Much to do with Maurer, the hall is not yet finished. R. works, wonders frequently, since he never hears the orchestra, whether he is not using too many instruments.
After lunch childhood memories; he used to pronounce Shakespeare “Shar-kespay-ar” until a Frau Dr. Schneider, with whom his family spent one summer in Blasewitz, told him how to say it—but he understood it to be Shicksper and associated it with Fate and battle “Schicksal” means “Fate,” “Speer’’ means “spear”]. In the house of Frau Schneider (an excitable lady who was trying by force to” bring her son up as a genius) he had sat and read for hours in the library, and had -also taken Shakespeare out into the little woods in Blasewitz to continue reading him; he had interpreted it all as something daemonic and fantastic and had even sought a mystical meaning in Falstaff. He was at that time 13 years old.

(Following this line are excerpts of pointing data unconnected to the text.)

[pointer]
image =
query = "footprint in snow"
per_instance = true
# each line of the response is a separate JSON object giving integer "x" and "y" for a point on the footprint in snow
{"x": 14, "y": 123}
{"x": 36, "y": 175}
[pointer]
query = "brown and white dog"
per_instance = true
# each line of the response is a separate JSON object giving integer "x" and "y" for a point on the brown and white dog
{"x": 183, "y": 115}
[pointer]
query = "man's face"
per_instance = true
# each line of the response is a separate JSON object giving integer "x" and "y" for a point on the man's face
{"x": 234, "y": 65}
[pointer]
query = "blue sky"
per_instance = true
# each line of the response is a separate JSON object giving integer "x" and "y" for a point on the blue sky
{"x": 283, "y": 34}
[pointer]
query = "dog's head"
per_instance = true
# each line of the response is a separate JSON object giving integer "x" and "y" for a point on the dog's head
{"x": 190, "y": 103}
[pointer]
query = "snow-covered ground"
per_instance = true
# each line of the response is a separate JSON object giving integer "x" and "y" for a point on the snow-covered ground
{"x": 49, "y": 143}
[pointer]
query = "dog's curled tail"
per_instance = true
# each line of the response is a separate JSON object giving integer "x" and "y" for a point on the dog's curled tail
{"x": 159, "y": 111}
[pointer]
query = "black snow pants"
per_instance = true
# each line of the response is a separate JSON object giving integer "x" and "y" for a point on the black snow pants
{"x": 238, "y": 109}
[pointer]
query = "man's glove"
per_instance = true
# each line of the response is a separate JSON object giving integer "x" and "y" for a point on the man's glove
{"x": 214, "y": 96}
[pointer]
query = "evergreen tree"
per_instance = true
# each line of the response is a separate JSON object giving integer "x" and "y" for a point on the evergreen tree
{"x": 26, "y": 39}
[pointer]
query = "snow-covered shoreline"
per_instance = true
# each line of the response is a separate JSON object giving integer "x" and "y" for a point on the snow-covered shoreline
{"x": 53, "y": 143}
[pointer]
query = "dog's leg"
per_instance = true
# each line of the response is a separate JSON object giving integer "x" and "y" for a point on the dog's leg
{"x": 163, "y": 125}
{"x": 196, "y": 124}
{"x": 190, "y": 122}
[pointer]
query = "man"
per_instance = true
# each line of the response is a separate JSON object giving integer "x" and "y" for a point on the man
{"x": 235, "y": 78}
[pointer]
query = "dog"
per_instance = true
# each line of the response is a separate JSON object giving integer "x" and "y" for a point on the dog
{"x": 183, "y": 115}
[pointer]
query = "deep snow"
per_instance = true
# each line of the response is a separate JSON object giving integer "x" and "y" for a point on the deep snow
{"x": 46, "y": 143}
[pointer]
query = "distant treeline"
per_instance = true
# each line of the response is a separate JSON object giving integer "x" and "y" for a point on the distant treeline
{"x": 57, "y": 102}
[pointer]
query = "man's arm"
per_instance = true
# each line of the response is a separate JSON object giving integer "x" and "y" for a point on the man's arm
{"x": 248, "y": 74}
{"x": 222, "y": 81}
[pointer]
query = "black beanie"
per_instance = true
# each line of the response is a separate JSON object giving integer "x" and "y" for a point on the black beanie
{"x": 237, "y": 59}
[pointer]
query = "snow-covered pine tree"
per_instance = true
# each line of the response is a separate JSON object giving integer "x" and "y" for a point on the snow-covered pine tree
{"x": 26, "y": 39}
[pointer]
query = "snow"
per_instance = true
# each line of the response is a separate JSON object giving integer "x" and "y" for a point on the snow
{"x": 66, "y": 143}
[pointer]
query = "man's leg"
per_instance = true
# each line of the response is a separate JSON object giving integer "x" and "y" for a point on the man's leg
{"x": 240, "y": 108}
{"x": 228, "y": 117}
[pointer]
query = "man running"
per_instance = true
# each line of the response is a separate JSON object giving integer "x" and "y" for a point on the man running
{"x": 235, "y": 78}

The sister of this Frau Schneider was later the first to have spoken a significant word to him about Tannhäuser, she had observed that the whole of the world’s fate could be seen in the Overture. R. says that if I were to consider the trivial people among whom he was then living, I should understand why this remark has remained in his memory. —
Much concerned with Fidi; R. says it would be better for him if we were to die now, otherwise he will be spoiled! — In the evening the second act of Siegfried!